Every day postal trucks drop off about 4,000 packages at a US Postal Service station in central Tennessee, where they’re unloaded by a team of around six USPS employees. Each person grabs a box, rushes to the only scanning machine, runs the bar code, and then places it in the proper gurney for its route. The process takes about 10 seconds, and it can be repeated as many as 200 times in an hour.
“You’ll see all of us, management included, trying to get under the machine, scanning packages and then tossing them, trying to get through it,” said Amanda, a USPS clerk who works there. “I’m pretty sure every one of us has at least one repetitive-motion injury.”
Around one-third of the packages Amanda handles are shipped by Amazon. As the Seattle-based tech giant commands an ever greater share of the retail market, the number of packages handled by the USPS keeps increasing. But employees say Postal Service management hasn’t responded to the surge in heavy items by investing in staffing or infrastructure. Instead, its leadership has cut costs and resorted to what union leaders call “management by stress.”
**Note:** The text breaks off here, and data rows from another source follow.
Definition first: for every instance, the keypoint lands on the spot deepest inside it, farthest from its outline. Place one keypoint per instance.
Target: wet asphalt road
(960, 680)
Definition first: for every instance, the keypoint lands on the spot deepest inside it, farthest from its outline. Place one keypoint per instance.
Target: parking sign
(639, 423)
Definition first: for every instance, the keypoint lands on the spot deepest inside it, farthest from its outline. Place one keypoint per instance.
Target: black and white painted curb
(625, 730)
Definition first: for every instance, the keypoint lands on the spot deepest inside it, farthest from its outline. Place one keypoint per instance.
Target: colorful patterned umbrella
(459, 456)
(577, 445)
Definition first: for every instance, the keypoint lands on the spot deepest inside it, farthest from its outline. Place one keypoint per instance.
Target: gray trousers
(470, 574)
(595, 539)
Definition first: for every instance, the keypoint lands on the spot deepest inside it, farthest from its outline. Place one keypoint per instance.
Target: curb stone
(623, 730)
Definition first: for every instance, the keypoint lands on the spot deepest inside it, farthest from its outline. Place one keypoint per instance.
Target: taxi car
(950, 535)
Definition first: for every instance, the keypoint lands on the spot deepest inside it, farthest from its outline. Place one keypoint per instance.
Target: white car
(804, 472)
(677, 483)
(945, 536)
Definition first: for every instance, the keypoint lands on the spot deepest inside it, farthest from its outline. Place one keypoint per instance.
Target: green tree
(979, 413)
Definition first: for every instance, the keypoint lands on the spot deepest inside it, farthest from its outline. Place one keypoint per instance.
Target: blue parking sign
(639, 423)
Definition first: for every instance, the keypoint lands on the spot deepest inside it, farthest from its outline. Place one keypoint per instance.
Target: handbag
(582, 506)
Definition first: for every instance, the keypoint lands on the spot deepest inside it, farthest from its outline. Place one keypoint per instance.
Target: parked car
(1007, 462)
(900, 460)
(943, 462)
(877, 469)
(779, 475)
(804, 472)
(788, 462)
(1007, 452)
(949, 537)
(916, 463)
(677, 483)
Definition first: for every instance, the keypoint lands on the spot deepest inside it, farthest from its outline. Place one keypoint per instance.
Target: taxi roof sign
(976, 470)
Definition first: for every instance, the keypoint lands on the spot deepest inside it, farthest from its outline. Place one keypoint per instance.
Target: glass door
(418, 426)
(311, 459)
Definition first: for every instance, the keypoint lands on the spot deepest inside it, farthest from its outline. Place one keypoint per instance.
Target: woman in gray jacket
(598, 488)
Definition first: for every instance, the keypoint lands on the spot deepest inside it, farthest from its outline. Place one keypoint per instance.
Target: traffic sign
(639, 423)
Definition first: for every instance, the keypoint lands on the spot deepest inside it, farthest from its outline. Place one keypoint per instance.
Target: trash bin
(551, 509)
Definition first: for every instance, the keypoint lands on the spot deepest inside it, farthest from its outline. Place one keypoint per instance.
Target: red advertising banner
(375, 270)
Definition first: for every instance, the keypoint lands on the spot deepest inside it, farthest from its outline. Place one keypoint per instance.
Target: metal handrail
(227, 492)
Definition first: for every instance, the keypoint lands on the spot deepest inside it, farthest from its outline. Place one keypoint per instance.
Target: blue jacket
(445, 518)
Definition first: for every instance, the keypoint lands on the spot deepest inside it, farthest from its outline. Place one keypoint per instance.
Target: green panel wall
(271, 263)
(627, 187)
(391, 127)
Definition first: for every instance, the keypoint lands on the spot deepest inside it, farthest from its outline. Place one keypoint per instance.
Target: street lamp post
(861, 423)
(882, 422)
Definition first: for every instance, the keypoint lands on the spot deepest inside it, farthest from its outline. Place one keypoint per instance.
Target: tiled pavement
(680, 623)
“We absolutely don’t have proper staffing for the amount of packages we get,” said Amanda, who withheld her full name for fear of workplace repercussions. “Everyone in the office is overwhelmed by it, but the only way management’s going to respond is if you file an incident report. People are just so busy that they’ll say, ‘It’ll be fine tomorrow.’ It’s not.”
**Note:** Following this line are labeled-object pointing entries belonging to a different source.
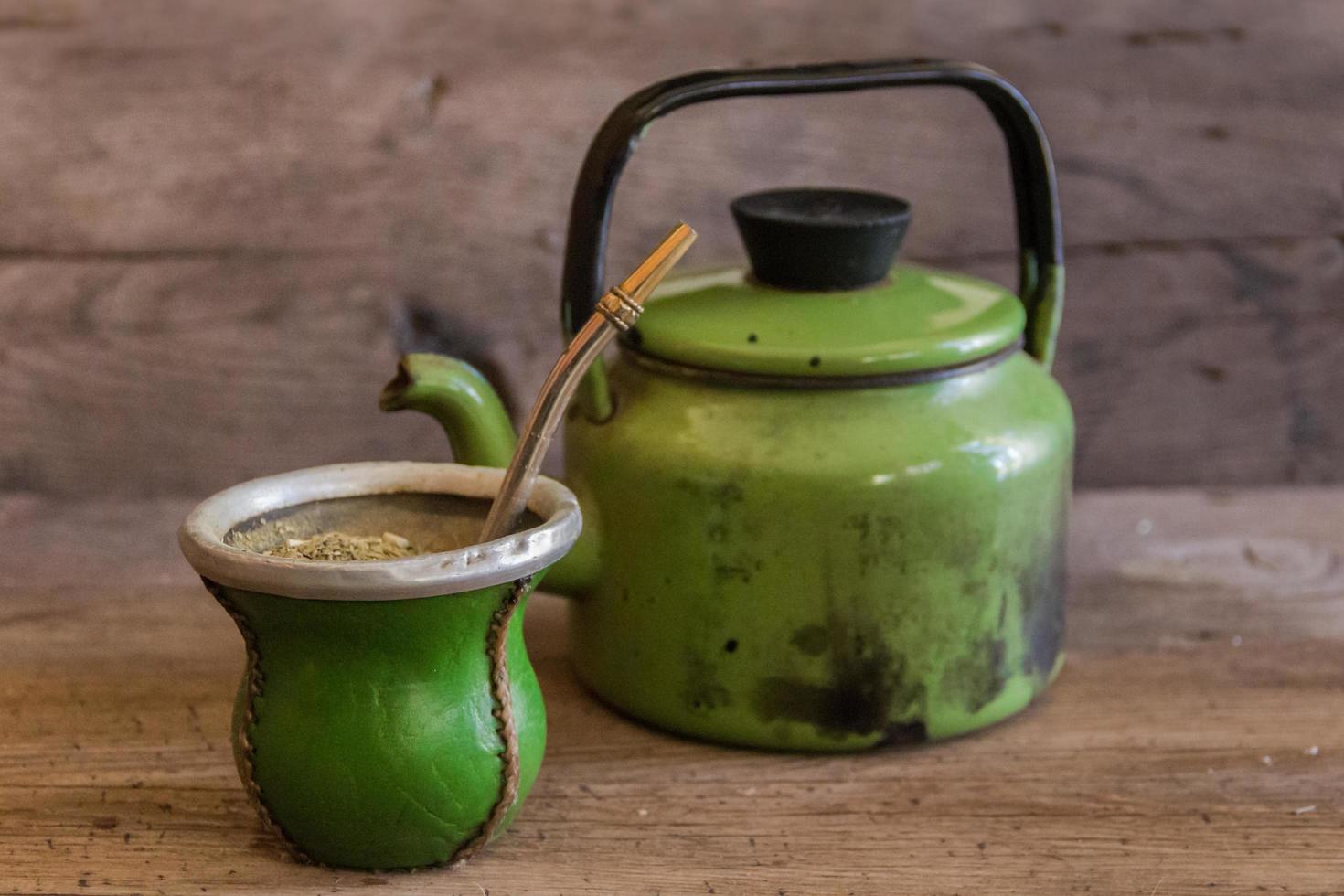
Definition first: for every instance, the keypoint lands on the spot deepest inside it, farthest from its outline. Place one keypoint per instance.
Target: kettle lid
(824, 300)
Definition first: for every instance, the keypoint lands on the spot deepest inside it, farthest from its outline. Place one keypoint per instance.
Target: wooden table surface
(1194, 743)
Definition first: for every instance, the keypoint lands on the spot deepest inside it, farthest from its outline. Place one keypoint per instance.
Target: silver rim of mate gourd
(205, 535)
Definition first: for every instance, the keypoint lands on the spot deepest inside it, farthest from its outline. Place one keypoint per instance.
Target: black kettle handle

Amazon was able to make a deal to ship its packages through USPS at cut-rate prices, because the company preemptively sorts and labels packages by postal route. But transporting and distributing these packages still takes clerks like Amanda much longer than sorting letters, which can be fed through a machine. If the clerks are delayed, the station’s carriers will be delayed in starting routes, which are already longer than ever thanks to the packages filling up their satchels and trucks. Many won’t deliver their final box until well after the sun has set.
“If there’s a lot of Amazon, it just gums up the works,” Amanda said. “Things get backed up by two, three hours.”
For decades Republicans have painted the USPS as a prime example of government inefficiency. Just last year Republican Congressman Darrell Issa of California, one of the its most vicious critics, implied that the agency could be nearing its end.
“Ladies and gentlemen, it’s the third quarter, and you’re down by 25 points, and if Tom Brady doesn’t come in, you’re bankrupt,” he said, referring to the quarterback of the New England Patriots known for his comeback victories and alleged support of President Donald Trump.